Wer ist der Täter von der Berliner Stadtautobahn?: Sarmad A. – zwischen Fanatismus und psychischer Störung

Der irakische Attentäter ist schwer zu begreifen. Schon 2018 fiel er im Flüchtlingsheim mit Gewalt und irrem Gehabe auf.

Von Frank Jansen

Er wollte Menschen töten und nutzte ein Fahrzeug, wie es islamistische Terroristen häufig tun. Der Angriff von Sarmad A. erinnert an den Anschlag von Anis Amri auf den Weihnachtsmarkt am Breitscheidplatz, auch wenn dieser ein erheblich größeres Fahrzeug als Waffe einsetzte, einen Truck. Doch während bei Amri klar ist, dass er für die Terrormiliz „Islamischer Staat“ morden wollte, wirkt die Tat von Sarmad A. wirr.

Nach der dritten Attacke auf Motorradfahrer rollte Sarmad A. auf der Stadtautobahn im Unfallchaos einen Gebetsteppich aus und begann zu beten. Womöglich mischen sich bei dem Mann aus dem Irak psychische Störung und politischer Fanatismus.

In Sicherheitskreisen hieß es, eine Unterbringung in der geschlossenen Psychiatrie komme auch in Frage.

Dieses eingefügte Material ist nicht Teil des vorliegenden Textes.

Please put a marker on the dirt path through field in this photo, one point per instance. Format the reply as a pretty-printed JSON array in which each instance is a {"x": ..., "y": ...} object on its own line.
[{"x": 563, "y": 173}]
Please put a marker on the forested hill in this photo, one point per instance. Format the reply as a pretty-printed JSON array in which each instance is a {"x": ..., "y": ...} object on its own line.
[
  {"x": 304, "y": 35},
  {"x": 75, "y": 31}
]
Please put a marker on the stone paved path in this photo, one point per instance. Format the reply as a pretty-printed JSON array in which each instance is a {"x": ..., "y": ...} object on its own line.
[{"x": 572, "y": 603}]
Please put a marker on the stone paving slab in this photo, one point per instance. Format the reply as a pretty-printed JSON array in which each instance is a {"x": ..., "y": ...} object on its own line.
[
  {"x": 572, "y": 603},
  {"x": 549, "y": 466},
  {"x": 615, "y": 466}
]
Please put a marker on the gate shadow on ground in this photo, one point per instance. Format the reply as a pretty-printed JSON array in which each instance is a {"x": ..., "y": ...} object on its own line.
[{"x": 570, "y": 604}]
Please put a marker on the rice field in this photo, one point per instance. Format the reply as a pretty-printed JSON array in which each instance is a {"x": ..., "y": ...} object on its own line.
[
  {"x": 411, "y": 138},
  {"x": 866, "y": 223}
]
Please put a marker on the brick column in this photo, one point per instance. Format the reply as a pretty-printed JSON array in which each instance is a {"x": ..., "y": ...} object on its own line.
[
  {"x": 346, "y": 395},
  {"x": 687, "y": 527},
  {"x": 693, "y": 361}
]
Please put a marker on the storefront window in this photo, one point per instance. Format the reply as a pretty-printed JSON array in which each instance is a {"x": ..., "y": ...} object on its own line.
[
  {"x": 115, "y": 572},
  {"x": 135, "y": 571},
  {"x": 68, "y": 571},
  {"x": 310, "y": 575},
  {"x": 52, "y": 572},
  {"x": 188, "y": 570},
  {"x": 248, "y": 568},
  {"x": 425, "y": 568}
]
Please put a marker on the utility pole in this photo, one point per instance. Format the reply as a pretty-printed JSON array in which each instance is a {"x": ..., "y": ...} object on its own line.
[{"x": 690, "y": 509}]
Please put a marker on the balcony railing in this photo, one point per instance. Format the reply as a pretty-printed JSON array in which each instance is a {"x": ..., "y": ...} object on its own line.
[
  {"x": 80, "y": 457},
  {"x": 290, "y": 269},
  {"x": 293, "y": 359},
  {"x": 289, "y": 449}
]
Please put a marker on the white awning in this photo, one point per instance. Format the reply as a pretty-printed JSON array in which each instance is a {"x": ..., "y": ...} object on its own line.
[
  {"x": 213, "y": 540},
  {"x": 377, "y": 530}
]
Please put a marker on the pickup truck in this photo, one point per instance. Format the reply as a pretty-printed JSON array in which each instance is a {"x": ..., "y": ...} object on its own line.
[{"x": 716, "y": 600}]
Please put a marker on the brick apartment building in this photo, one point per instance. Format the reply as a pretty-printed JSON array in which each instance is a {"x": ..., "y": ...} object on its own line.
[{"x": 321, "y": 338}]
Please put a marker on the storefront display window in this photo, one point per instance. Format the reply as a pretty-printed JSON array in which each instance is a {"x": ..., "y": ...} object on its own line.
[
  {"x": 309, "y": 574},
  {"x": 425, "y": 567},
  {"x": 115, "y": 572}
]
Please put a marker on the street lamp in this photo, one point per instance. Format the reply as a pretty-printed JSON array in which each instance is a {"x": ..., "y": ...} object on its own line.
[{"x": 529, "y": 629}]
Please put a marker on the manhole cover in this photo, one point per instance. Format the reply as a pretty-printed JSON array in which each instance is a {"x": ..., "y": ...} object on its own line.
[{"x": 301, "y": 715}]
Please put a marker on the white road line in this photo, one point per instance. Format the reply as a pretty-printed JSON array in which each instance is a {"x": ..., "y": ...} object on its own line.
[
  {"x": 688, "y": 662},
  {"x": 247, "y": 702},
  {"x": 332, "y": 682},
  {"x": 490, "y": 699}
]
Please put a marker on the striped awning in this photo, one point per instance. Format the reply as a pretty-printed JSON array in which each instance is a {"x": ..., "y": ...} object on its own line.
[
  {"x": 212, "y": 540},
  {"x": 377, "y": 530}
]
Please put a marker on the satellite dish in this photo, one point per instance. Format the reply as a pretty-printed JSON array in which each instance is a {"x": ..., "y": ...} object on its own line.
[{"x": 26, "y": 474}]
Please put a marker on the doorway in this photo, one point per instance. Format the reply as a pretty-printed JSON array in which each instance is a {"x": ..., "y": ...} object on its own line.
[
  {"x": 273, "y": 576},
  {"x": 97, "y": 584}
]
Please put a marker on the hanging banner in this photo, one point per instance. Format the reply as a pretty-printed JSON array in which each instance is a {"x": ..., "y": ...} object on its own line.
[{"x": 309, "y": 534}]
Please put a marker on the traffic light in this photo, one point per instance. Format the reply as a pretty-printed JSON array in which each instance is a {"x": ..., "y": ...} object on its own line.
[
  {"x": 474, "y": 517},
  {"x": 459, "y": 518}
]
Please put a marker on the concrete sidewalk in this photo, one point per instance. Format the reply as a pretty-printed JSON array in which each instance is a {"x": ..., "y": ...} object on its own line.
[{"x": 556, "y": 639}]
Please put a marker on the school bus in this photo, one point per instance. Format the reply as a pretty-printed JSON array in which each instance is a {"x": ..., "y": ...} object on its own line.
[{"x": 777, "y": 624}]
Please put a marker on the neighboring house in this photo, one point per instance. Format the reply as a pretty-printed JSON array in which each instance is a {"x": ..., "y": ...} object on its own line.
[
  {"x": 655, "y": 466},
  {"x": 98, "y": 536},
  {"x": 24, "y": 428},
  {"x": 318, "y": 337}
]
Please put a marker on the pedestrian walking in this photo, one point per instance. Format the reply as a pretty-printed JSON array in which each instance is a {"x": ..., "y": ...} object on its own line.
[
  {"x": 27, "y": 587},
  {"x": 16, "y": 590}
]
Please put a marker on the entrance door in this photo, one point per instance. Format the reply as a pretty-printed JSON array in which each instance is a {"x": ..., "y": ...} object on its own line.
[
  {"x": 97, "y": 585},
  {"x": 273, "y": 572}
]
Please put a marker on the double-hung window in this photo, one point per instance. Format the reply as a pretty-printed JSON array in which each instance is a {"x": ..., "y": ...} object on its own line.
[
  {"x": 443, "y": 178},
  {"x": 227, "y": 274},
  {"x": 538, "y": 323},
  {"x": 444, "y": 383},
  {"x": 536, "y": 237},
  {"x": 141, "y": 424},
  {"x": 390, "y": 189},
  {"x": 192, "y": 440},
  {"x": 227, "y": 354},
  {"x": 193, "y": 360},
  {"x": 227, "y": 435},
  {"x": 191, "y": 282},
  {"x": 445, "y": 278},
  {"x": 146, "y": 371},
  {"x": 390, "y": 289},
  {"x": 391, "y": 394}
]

Über den Täter ist bislang bekannt, dass er 1990 in Bagdad geboren wurde und bis Oktober 2019 in Treptow-Köpenick in einer Flüchtlingsunterkunft lebte. Dort fiel er im August 2018 mit einer Körperverletzung auf. Sarmad A. bedrohte dann auch die herbeigerufenen Polizisten.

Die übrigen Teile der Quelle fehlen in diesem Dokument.